KY coal miner protest ends in victory for the few who remained; company pays all wages
The three-day protest of Kentucky coal miners who blocked a railroad track in fury over unpaid wages ended Wednesday night in a victory for the few miners who remained, with the company paying all wages demanded by a small band of miners in Pike County who blocked a train and drew national attention to their cause.
Dylan Davidson, a mining machine operator and roof bolter for American Resources Corporation, and one of the few miners who remained Wednesday, said the small group of protesting miners packed up and left at nightfall after receiving payment for overtime pay, vacation days and all other money owed to them for work they had already completed.
The victory comes in stark contrast to miners formerly employed by Blackjewel, LLC., who spent months camped out along a set of railroad tracks in Harlan County last year after the company laid off hundreds of employees without pay for weeks of work.
This week’s protest was the second in six months in which Kentucky coal miners blocked a railroad track after a company failed to pay miners for work they had already completed, and ended just hours after a tense confrontation between the protesting miners and those loyal to the company.
Earlier Wednesday, a representative of Quest Energy, a subsidiary of American Resources Corporation, had come to the protest site with about a troop of about 30 company employees and asked the protesters to leave the tracks, Davidson said.
The protesting miners, which had reduced to a group of five, refused to leave until they were paid, he said.
“They went back and said, ‘Just pay them guys and get them the hell off the track,’” Davidson said.
Later that day, the five men who remained were paid in full, and were given an advanced paycheck that was originally scheduled to be issued Friday.
Davidson, who worked at the company’s Carnegie mine, had already been laid off, but the men who had not officially lost their jobs were given assurance that they would not be fired in retaliation for their roles at the protest, he said.
The protest began Monday when two miners blocked a train hauling coal from a mine owned by American Resources Corporation. At that time, the company owed the men for more than two weeks of work.
Monday night, more miners and their wives arrived to the tracks, lit a bonfire, and swapped stories about the struggles they had suffered from the lack of payment.
One miner, a father of two small children, said the power company had come to turn off his electricity earlier that day. Another said he was late on his mortgage payment and worried that he could lose his house. Melissa Collins, the wife of one of the two miners who kicked off the protest, said, “If it hadn’t been for my mom, I don’t know how we would’ve made it.”
By late Tuesday, many miners had returned to their homes. Those who remained said they had been paid for two weeks of work, but were still owed overtime pay and vacation days, and had pledged to hold fast until the company made good on those remaining expenses.

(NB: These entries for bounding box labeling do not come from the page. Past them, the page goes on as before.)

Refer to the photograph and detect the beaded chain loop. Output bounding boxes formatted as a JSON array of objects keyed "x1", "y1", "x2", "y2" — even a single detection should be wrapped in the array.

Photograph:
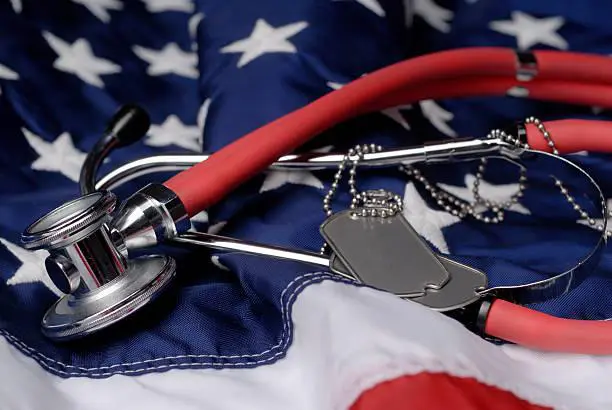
[{"x1": 321, "y1": 117, "x2": 612, "y2": 254}]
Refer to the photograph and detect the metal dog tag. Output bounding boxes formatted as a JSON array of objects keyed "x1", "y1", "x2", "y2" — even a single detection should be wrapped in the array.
[{"x1": 320, "y1": 210, "x2": 450, "y2": 298}]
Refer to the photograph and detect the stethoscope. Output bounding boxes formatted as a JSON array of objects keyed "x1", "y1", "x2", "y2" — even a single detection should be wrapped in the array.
[{"x1": 17, "y1": 48, "x2": 612, "y2": 354}]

Gov. Andy Beshear responded to the protest by promising strict enforcement of a state law that requires many coal and construction companies to post a bond with the Labor Cabinet to protect employee wages. Beshear said he believed that none of American Resources Corporation’s subsidiaries had posted the bond.
Beshear said his administration will hold American Resources Corporation and its subsidiaries accountable for that bond, will do the same for every other coal company that would be required to pay.

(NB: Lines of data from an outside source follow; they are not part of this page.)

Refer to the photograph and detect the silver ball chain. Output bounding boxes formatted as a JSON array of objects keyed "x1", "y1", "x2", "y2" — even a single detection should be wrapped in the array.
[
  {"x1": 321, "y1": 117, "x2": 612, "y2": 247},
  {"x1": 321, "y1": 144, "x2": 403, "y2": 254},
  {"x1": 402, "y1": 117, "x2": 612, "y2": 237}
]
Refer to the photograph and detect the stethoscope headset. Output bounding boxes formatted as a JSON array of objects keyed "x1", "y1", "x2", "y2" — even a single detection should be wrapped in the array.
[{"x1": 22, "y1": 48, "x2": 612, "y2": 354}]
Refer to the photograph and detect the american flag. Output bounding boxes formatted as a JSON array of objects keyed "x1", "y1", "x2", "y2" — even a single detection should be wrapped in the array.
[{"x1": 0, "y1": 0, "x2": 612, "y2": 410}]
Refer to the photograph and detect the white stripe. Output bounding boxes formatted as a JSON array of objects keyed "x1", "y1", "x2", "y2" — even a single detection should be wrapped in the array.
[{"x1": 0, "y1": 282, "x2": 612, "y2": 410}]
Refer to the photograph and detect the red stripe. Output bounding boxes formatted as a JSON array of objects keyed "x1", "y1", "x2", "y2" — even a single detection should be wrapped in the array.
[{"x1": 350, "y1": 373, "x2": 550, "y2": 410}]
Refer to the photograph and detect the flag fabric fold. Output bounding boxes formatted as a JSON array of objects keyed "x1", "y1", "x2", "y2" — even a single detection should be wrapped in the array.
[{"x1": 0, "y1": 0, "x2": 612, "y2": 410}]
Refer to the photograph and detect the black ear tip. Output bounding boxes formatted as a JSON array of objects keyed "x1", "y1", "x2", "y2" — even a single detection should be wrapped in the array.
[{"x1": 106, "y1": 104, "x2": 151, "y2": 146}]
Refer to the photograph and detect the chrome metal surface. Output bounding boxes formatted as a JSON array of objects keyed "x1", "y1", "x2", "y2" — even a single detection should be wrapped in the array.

“Similarly, we are going back through and reviewing each and every operation to make sure we are protecting our workers,” he said. “We as an administration are committed to making sure that we get this right.”
Late Wednesday, the five remaining protesters had received their payments. They promptly packed up and left, Davidson said.
Asked how he felt about their success, Davidson said the protest proved “very effective.”
“I hated that it had to happen like it did, but enough is enough in my book,” Davidson said. “When you get to the point when you have to scrape change to buy anything, a gallon of milk or whatever, it’s pretty rough.”